I develop and maintain a large (500k+ LOC) WinForms app written in C# 2.0. It's multi-user and is currently deployed on about 15 machines. The development of the system is ongoing (can be thought of as a perpetual beta), and there's very little done to shield users from potential new bugs that might be introduced in a weekly build.
For this reason, among others, i've found myself becoming very reliant on edit-and-continue in the debugger. It helps not only with bug-hunting and bug-fixing, but in some cases with ongoing development as well. I find it extremely valuable to be able to execute newly-written code from within the context of a running application - there's no need to recompile and add a specific entry point to the new code (having to add dummy menu options, buttons, etc to the app and remembering to remove them before the next production build) - everything can be tried and tested in real-time without stopping the process.
I hold edit-and-continue in such high regard that I actively write code to be fully-compatible with it. For example, I avoid:
Anonymous methods and inline delegates (unless completely impossible to rewrite)
Generic methods (except in stable, unchanging utility code)
Targeting projects at 'Any CPU' (i.e. never executing in 64-bit)
Initializing fields at the point of declaration (initialisation is moved to the constructor)
Writing enumerator blocks that use yield (except in utility code)
Now, i'm fully aware that the new language features in C# 3 and 4 are largely incompatible with edit-and-continue (lambda expressions, LINQ, etc). This is one of the reasons why i've resisted moving the project up to a newer version of the Framework.
My question is whether it is good practice to avoid using these more advanced constructs in favor of code that is very, very easy to debug? Is there legitimacy in this sort of development, or is it wasteful? Also, importantly, do any of these constructs (lambda expressions, anonymous methods, etc) incur performance/memory overheads that well-written, edit-and-continue-compatible code could avoid? ...or do the inner workings of the C# compiler make such advanced constructs run faster than manually-written, 'expanded' code?

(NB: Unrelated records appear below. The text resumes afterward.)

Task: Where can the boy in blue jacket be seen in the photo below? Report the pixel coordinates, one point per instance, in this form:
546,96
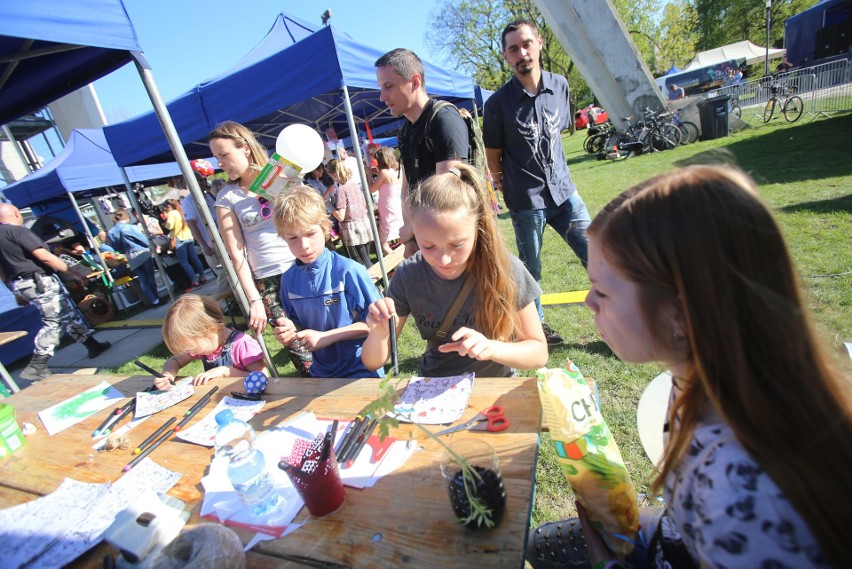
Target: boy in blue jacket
324,295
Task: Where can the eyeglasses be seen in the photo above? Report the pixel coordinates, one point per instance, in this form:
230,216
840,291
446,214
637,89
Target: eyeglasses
265,208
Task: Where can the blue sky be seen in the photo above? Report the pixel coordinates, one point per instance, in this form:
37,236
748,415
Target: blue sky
189,41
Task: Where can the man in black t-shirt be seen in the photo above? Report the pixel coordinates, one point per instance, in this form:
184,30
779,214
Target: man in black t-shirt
403,85
28,268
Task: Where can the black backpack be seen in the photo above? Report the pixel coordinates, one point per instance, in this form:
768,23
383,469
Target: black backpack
475,147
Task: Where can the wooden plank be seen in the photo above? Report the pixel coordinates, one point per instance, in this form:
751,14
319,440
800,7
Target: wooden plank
560,298
391,261
6,337
404,520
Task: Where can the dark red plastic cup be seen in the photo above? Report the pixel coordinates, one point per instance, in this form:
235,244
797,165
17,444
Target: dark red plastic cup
318,483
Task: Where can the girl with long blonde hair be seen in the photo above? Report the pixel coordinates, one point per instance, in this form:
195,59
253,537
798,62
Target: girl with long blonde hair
690,269
497,327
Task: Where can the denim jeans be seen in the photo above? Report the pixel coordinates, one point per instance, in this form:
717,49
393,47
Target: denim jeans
570,220
147,280
188,259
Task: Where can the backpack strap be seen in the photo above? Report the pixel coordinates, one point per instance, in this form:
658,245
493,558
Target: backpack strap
437,105
439,336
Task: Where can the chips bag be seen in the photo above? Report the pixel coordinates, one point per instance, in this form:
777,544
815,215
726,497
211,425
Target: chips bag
589,456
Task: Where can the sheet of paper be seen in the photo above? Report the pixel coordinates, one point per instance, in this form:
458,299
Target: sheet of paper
54,530
434,400
80,407
204,431
150,402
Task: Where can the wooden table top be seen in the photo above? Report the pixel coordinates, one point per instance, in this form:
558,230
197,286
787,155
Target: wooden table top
405,520
6,337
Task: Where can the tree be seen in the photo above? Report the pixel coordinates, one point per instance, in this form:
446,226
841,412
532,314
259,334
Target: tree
678,33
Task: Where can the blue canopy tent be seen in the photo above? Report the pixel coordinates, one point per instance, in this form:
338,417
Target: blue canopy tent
272,87
49,49
326,80
84,164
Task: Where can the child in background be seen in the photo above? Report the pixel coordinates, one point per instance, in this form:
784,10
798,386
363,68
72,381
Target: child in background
194,329
497,328
324,295
351,211
690,269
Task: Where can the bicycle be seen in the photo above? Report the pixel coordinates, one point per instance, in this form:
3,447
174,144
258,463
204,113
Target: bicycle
735,112
688,130
791,105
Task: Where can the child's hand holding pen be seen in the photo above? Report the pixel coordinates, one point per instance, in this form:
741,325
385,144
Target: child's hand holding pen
380,313
284,329
165,381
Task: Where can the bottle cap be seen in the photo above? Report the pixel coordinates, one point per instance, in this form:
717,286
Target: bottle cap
224,417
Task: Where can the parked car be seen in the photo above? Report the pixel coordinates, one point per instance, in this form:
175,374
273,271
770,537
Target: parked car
581,117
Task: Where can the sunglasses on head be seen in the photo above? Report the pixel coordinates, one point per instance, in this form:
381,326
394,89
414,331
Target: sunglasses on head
265,208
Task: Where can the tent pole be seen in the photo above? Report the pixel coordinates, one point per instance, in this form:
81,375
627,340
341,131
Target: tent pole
160,266
89,236
356,147
180,155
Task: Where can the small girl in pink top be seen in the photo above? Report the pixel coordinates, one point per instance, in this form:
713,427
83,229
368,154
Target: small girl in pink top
194,329
351,211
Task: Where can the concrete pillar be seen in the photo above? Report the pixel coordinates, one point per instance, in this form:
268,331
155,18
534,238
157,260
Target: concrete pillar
596,40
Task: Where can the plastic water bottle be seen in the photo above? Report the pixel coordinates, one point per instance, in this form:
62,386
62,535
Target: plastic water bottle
246,464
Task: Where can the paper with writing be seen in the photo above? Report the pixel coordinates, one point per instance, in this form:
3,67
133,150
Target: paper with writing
434,400
148,403
54,530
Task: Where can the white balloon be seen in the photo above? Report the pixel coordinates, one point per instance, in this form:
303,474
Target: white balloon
301,145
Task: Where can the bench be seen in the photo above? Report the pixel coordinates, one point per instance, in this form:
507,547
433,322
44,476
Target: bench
391,261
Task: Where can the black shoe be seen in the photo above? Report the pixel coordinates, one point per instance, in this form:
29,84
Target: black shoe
95,348
37,368
553,338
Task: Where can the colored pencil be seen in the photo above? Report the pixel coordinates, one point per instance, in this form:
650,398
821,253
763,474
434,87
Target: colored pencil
196,408
147,451
356,450
151,370
348,436
327,441
394,352
111,417
356,436
156,434
127,409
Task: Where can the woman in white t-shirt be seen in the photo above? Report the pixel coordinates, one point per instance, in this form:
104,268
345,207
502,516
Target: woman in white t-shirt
245,222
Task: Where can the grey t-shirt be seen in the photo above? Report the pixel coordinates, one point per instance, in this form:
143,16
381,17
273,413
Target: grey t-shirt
423,296
268,254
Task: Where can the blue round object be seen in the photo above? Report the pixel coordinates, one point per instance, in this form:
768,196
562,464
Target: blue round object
255,382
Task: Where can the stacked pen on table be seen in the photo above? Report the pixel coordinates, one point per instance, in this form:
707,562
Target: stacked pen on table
353,441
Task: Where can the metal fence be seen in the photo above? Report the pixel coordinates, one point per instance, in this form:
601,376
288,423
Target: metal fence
824,88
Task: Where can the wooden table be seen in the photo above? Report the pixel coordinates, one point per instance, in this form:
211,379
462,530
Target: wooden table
5,338
405,520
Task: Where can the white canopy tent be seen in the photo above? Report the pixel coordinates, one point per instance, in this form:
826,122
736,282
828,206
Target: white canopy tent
740,50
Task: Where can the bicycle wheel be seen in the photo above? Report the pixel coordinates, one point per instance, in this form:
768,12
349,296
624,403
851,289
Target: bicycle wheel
769,110
665,137
736,112
598,143
688,132
793,108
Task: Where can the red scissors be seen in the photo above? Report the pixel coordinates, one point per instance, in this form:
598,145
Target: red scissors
491,419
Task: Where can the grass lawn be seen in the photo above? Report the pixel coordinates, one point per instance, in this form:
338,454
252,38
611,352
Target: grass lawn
805,175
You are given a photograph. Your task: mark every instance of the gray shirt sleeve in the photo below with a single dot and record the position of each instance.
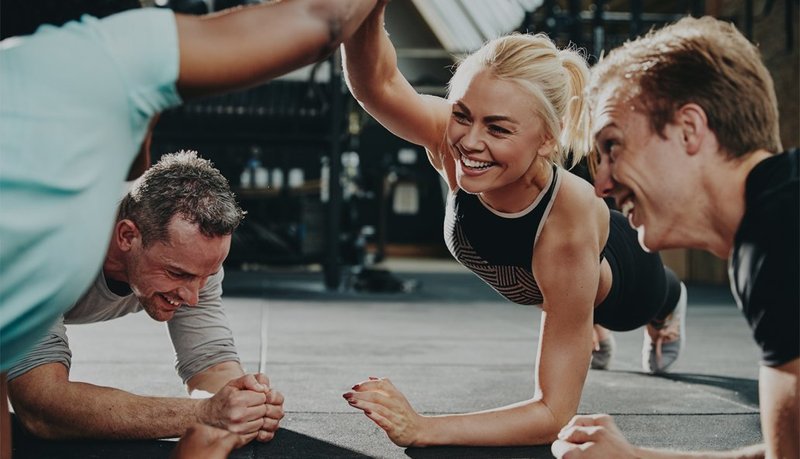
(52, 348)
(201, 335)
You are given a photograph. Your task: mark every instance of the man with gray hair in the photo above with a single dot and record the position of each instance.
(172, 233)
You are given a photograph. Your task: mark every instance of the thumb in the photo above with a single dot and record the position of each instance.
(248, 382)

Without wanting to sound trite - it is good practice to write unit/integration tests rather than rely on Edit-Continue.
That way, you expend the effort once, and every other time is 'free'...
Now I'm not suggesting you retrospectively write units for all your code; rather, each time you have to fix a bug, start by writing a test (or more commonly multiple tests) that proves the fix.

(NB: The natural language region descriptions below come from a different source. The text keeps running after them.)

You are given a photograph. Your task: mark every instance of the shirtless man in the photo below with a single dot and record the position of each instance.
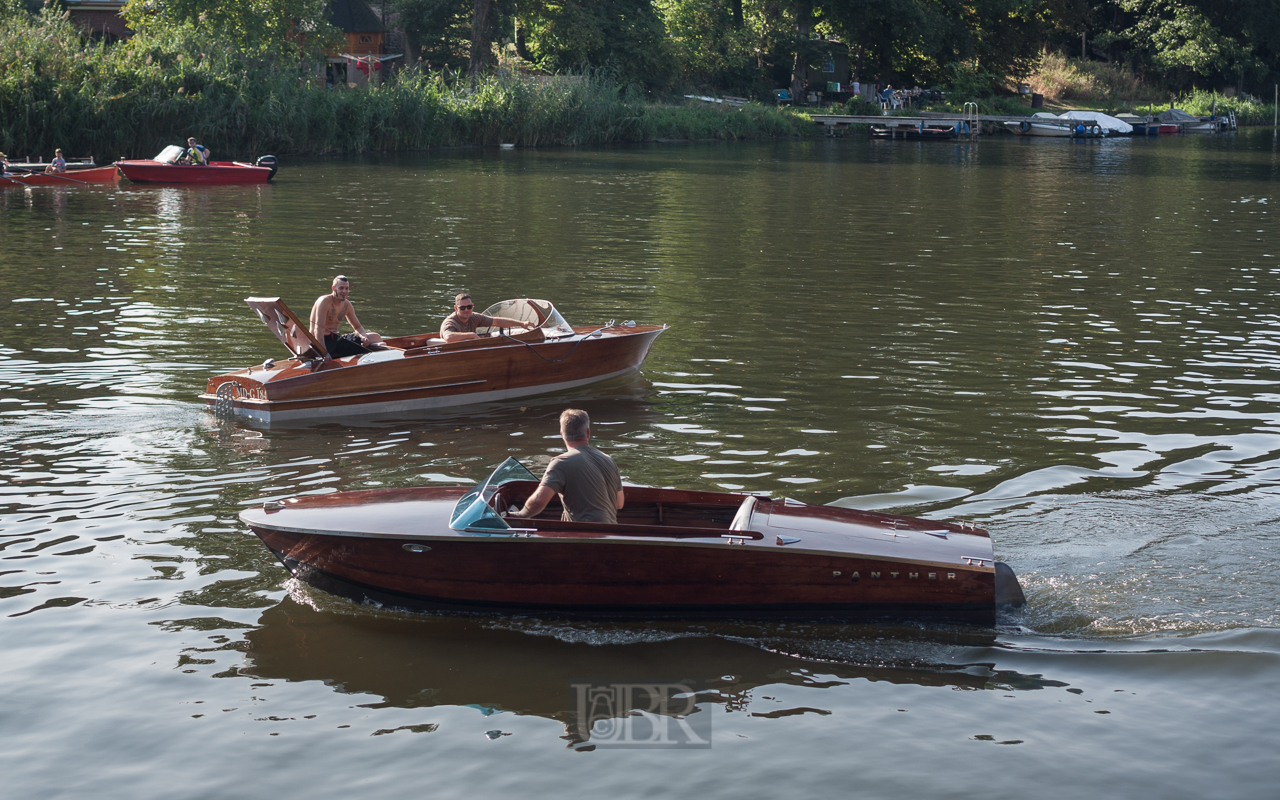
(585, 479)
(462, 323)
(327, 316)
(58, 164)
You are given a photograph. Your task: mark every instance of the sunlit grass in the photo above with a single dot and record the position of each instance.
(135, 97)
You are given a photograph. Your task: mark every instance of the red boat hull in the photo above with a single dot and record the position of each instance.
(97, 176)
(145, 170)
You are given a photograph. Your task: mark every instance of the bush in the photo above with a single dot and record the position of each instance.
(1064, 80)
(160, 87)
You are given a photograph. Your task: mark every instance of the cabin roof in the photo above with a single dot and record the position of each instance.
(355, 17)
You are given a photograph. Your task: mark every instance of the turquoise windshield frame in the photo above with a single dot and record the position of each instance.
(474, 513)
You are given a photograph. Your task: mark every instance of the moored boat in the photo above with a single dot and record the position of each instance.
(80, 177)
(164, 168)
(421, 371)
(672, 553)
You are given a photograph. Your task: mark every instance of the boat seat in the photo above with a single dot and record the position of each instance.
(743, 519)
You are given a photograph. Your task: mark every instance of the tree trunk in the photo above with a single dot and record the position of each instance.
(481, 46)
(800, 69)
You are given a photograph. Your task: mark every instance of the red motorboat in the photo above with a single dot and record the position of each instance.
(80, 177)
(672, 553)
(165, 169)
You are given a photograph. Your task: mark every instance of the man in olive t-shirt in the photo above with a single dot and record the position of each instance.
(585, 479)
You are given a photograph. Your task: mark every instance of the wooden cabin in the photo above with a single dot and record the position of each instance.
(100, 18)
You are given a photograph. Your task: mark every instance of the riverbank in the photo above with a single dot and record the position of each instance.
(129, 100)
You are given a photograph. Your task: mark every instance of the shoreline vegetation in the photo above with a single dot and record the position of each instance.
(59, 88)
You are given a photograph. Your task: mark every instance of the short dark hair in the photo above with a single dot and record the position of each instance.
(575, 425)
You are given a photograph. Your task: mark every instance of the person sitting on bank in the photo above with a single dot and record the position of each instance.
(461, 325)
(585, 479)
(327, 316)
(195, 154)
(58, 164)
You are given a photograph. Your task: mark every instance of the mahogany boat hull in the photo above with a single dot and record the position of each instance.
(96, 176)
(218, 173)
(396, 547)
(434, 376)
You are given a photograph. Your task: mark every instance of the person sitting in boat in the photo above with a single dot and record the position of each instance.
(327, 316)
(585, 479)
(462, 323)
(58, 164)
(195, 154)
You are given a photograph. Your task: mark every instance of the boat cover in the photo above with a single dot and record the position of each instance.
(1104, 120)
(169, 155)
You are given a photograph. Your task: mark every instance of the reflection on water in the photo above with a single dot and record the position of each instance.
(530, 667)
(1072, 343)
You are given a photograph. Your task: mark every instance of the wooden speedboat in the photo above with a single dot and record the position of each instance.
(671, 553)
(165, 169)
(421, 371)
(80, 177)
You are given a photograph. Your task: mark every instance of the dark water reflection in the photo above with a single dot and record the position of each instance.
(1074, 344)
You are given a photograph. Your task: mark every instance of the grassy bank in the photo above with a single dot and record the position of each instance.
(58, 90)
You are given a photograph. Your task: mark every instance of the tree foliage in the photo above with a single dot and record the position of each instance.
(254, 27)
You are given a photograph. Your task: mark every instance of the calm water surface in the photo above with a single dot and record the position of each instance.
(1075, 344)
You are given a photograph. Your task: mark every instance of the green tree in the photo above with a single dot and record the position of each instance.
(254, 27)
(624, 35)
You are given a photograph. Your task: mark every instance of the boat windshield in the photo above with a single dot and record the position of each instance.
(540, 312)
(169, 155)
(474, 511)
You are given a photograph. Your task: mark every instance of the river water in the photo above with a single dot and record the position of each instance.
(1074, 344)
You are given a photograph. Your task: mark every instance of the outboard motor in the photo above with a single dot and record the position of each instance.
(269, 161)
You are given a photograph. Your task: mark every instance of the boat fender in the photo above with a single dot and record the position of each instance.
(269, 161)
(1009, 592)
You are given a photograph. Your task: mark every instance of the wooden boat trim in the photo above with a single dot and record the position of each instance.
(328, 397)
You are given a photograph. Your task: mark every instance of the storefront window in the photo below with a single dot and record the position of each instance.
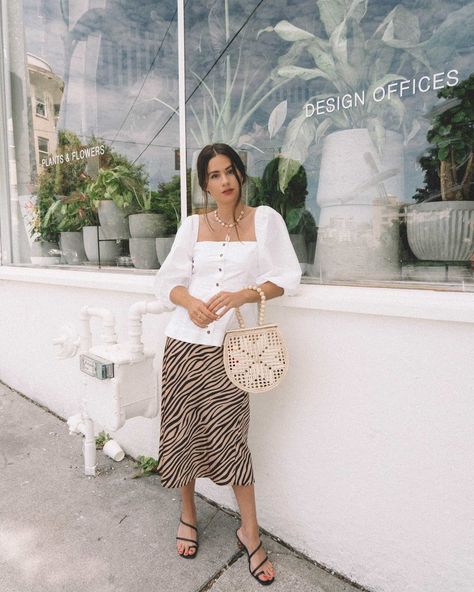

As #Dave Swersky mentions in the comments, Mchael Feathers' book, Working Effectively with Legacy Code is a good resource (It's legacy 5 minutes after you wrote it, right?)

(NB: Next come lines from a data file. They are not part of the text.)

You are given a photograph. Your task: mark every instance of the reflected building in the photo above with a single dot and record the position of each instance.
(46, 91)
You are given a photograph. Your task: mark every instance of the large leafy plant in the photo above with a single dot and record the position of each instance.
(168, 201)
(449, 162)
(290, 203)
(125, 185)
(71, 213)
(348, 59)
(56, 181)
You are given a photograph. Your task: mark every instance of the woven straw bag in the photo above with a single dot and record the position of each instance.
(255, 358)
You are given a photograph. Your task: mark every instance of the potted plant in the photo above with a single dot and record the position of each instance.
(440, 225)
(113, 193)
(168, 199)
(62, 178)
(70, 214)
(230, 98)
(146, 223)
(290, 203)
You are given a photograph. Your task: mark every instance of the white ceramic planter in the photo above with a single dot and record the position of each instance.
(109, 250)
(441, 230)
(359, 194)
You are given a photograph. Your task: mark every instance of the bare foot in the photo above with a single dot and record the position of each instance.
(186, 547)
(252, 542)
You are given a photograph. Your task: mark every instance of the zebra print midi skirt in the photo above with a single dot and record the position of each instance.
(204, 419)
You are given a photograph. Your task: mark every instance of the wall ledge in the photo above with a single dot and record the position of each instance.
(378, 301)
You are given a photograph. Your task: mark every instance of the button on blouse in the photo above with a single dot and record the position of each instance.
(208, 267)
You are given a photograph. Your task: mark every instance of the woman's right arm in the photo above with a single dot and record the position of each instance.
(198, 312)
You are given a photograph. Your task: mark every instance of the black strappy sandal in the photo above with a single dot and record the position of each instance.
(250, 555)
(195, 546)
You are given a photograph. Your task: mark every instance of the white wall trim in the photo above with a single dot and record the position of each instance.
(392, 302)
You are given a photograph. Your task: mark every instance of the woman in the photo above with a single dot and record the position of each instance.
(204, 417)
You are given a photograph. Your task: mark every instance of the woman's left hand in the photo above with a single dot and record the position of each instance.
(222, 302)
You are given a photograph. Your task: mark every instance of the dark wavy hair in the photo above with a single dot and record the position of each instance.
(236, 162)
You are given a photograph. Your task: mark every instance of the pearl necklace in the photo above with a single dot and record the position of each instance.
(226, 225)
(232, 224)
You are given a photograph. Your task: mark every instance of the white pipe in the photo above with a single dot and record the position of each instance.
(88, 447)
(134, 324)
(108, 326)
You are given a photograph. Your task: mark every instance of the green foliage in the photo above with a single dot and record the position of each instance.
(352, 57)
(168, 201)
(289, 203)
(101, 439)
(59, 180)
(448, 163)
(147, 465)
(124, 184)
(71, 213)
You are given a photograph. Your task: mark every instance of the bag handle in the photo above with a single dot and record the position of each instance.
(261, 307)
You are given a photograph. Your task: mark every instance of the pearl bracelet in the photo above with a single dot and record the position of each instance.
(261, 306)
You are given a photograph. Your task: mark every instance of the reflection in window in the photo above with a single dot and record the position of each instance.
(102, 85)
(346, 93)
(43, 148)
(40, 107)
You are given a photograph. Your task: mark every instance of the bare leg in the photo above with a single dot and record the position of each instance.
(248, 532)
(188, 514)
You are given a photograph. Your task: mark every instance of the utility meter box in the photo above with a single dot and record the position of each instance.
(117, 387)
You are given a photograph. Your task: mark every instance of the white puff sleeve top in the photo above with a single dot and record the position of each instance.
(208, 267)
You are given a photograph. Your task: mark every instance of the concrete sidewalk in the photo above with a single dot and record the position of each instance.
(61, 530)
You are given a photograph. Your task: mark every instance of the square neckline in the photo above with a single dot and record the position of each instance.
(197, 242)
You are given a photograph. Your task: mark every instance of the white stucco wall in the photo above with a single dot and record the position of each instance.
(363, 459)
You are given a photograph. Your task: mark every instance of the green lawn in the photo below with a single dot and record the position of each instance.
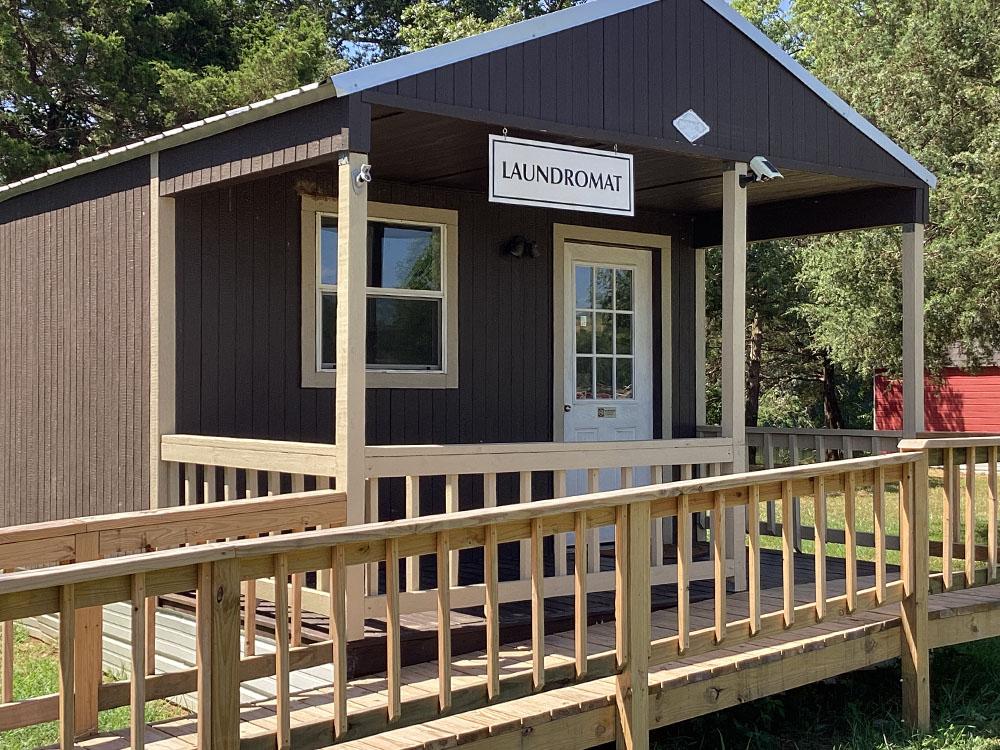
(866, 522)
(36, 672)
(861, 711)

So Yes, I think it's a mistake to avoid new C# contructs in favor of allowing for edit and continue; BUT I also think it's a mistake to embrace new constructs just for the sake of it, and especially if they lead to harder to understand code.
I love 'Edit and Continue'. I find it is a huge enabler for interactive development/debugging and I too find it quite annoying when it doesn't work.
If 'Edit and Continue' aids your development methodology then by all means make choices to facilitate it, keeping in mind the value of what you are giving up.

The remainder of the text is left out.